How hard will it be to get the iPhone X at launch?
That’s the burning question before the release of Apple’s much-heralded revamp of the iPhone on Nov. 3.
The iPhone X sports what Apple calls a “revolutionary new design” with a 5.8-inch all-screen display, wireless charging, new 3D sensors, augmented reality, facial recognition and an advanced rear camera.
Earlier this week, Apple said the new iPhone will be available at its stores “for walk-in customers, who are encouraged to arrive early."
Pre-orders began Friday morning October 27 at 12:01 a.m. PDT and shipping times were already slipping, just a few hours later.
Both the 64GB version and the 256GB version were already showing shipping dates between 5 and 6 weeks a few hours after the device was made available.
For the average consumer waltzing into an Apple Store on Friday Nov. 3, the prospects of picking up an iPhone are not great.
"We anticipate very limited quantities at launch as the supply of key components has been constrained," Jitesh Ubrani, an IDC analyst, told Fox News.

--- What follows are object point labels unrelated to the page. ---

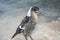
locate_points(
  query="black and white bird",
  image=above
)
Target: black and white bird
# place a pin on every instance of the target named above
(28, 23)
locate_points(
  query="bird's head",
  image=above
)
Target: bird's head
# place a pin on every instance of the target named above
(33, 10)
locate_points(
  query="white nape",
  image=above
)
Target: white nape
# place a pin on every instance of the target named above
(29, 12)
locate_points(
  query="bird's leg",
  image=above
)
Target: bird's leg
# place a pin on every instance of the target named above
(31, 37)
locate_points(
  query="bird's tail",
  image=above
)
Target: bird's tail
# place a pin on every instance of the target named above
(14, 35)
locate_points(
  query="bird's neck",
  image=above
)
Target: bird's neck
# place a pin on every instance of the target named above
(34, 17)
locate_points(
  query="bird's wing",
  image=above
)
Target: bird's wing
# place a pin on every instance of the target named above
(24, 21)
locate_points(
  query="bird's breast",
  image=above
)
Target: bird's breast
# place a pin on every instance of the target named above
(34, 17)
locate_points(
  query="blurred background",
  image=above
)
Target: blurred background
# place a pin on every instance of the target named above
(13, 11)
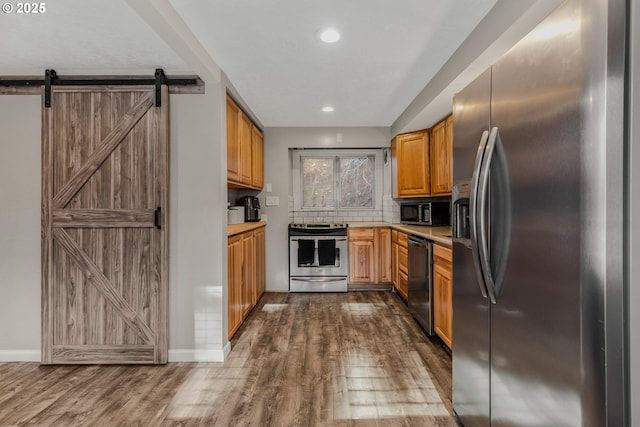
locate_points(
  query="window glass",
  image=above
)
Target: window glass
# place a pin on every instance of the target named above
(356, 182)
(318, 182)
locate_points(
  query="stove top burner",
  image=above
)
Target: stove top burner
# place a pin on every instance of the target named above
(319, 226)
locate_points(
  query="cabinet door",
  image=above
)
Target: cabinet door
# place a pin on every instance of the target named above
(403, 284)
(361, 261)
(441, 153)
(442, 315)
(394, 264)
(233, 141)
(412, 151)
(257, 158)
(248, 273)
(260, 263)
(383, 255)
(246, 167)
(234, 306)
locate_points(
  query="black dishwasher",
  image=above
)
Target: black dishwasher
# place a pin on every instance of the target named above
(420, 287)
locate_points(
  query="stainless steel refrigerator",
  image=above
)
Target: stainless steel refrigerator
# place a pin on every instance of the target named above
(538, 201)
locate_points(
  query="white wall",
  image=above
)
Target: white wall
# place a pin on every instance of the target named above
(197, 248)
(277, 173)
(20, 227)
(198, 244)
(633, 215)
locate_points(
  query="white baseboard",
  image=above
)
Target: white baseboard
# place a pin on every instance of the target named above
(177, 355)
(19, 355)
(195, 355)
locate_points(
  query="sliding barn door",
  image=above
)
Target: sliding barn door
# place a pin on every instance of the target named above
(104, 226)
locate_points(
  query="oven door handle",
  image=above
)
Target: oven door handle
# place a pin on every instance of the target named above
(321, 238)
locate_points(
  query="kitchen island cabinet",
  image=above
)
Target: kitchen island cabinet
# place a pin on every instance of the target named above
(246, 270)
(442, 309)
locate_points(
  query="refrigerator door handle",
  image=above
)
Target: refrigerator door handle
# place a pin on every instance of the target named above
(473, 217)
(483, 193)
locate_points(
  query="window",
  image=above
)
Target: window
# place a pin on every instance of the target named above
(336, 179)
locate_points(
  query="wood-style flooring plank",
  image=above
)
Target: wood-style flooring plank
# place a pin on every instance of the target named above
(348, 359)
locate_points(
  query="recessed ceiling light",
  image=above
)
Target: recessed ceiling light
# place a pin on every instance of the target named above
(330, 35)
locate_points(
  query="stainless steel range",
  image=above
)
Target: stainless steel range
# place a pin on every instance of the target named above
(318, 258)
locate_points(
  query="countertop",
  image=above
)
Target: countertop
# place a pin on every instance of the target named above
(440, 235)
(244, 227)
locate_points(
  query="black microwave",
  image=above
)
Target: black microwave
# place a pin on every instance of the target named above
(426, 213)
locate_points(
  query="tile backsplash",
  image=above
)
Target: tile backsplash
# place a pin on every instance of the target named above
(369, 215)
(390, 213)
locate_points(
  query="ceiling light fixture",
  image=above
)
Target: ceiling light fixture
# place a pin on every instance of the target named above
(330, 35)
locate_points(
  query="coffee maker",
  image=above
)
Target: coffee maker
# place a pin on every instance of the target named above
(251, 208)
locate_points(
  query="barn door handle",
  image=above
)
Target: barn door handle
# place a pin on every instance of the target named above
(156, 218)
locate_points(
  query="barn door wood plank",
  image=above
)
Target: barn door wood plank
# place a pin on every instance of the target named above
(110, 142)
(102, 284)
(103, 218)
(46, 298)
(105, 265)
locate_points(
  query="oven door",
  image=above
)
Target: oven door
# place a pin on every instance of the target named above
(315, 256)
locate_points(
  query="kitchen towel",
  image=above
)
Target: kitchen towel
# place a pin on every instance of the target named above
(306, 251)
(327, 252)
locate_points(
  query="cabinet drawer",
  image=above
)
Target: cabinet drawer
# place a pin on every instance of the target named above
(361, 233)
(403, 239)
(442, 255)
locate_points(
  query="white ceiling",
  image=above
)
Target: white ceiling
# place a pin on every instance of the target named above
(388, 52)
(83, 37)
(398, 62)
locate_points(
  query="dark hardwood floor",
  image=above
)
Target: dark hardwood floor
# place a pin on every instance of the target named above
(354, 359)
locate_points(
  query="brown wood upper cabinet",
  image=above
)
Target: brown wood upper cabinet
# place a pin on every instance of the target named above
(245, 150)
(410, 159)
(421, 161)
(369, 252)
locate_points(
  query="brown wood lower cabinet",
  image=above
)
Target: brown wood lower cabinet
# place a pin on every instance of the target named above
(369, 253)
(246, 269)
(400, 262)
(442, 312)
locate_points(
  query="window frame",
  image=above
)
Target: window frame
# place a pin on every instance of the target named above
(336, 154)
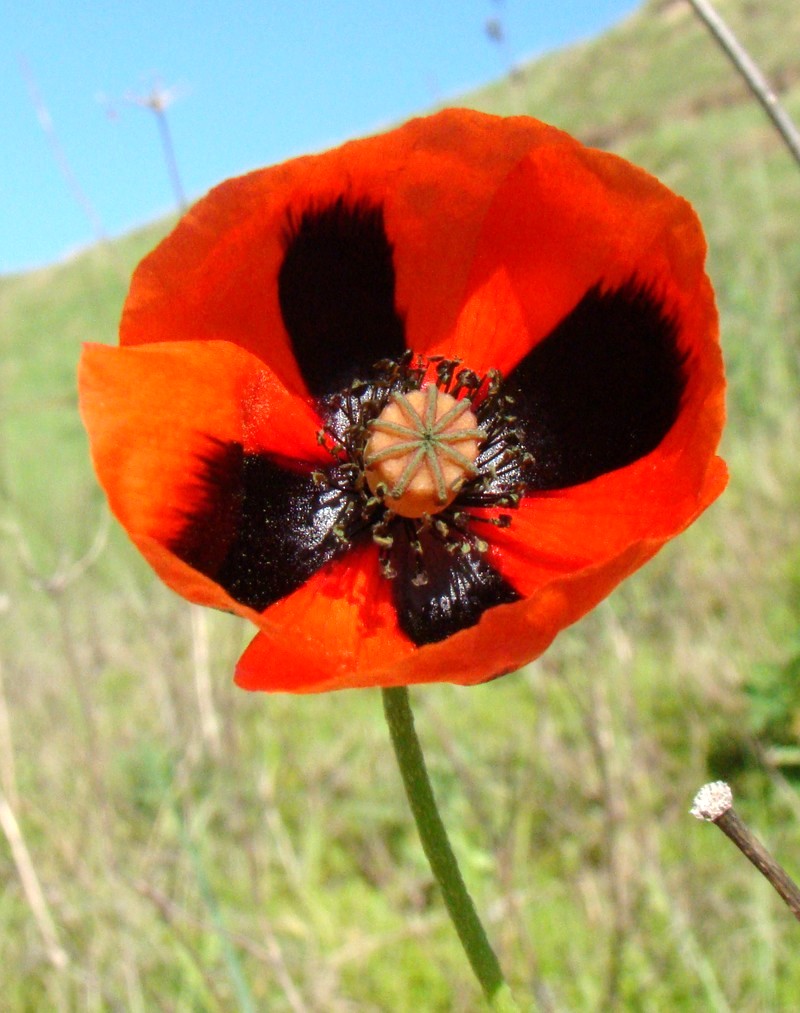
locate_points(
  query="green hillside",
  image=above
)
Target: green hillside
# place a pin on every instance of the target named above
(198, 848)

Things could slowly improve, however. “Recently we’ve heard that a few obstacles have been cleared so this should mean more product availability later in November and December,” Ryan Reith, another analyst at IDC told Fox News.
But supply may not catch up to demand until next year. "Apple will [have] supply constraint on the iPhone X until well into the start of 2018," Wayne Lam, IHS Markit, Principal Analyst, Mobile Electronics, told Fox News.
One estimate, from oft-cited Apple analyst Ming-Chi Kuo of KGI Securities, puts availability at between two and three million units at launch.
If accurate, that may be a drop in the bucket for expected overall demand at launch. The consensus for total production in the fourth calendar quarter of this year, ending Dec. 31, falls between 25 and 30 million units, depending on which analysts’ forecast you believe.
Morgan Stanley believes Apple will sell 30 million iPhone X units in the calendar fourth quarter.
Smartphone market reset
Apple is trying to establish a new smartphone high water mark with a device packed to the gills with new technology.
The 5.8-inch Super Retina display, Apple’s first organic-light-emitting diode display on an iPhone, is the thing most consumers will recognize immediately as being different. That’s because it’s all-glass with no bezels, a first for an iPhone.
The other stand-out is the notch at the top of display. That contains, among other things, Apple’s TrueDepth camera that enables Face ID – another first for Apple. On the back is a redesigned rear camera with dual optical image stabilization (for reduced blurring) on both the wide angle and telephoto lenses.
With the new design and new tech, Morgan Stanley expects great things for the iPhone X, forecasting how iPhone X demand will drive revenue gains for a number of major suppliers in the supply chain of iPhone X component manufacturers.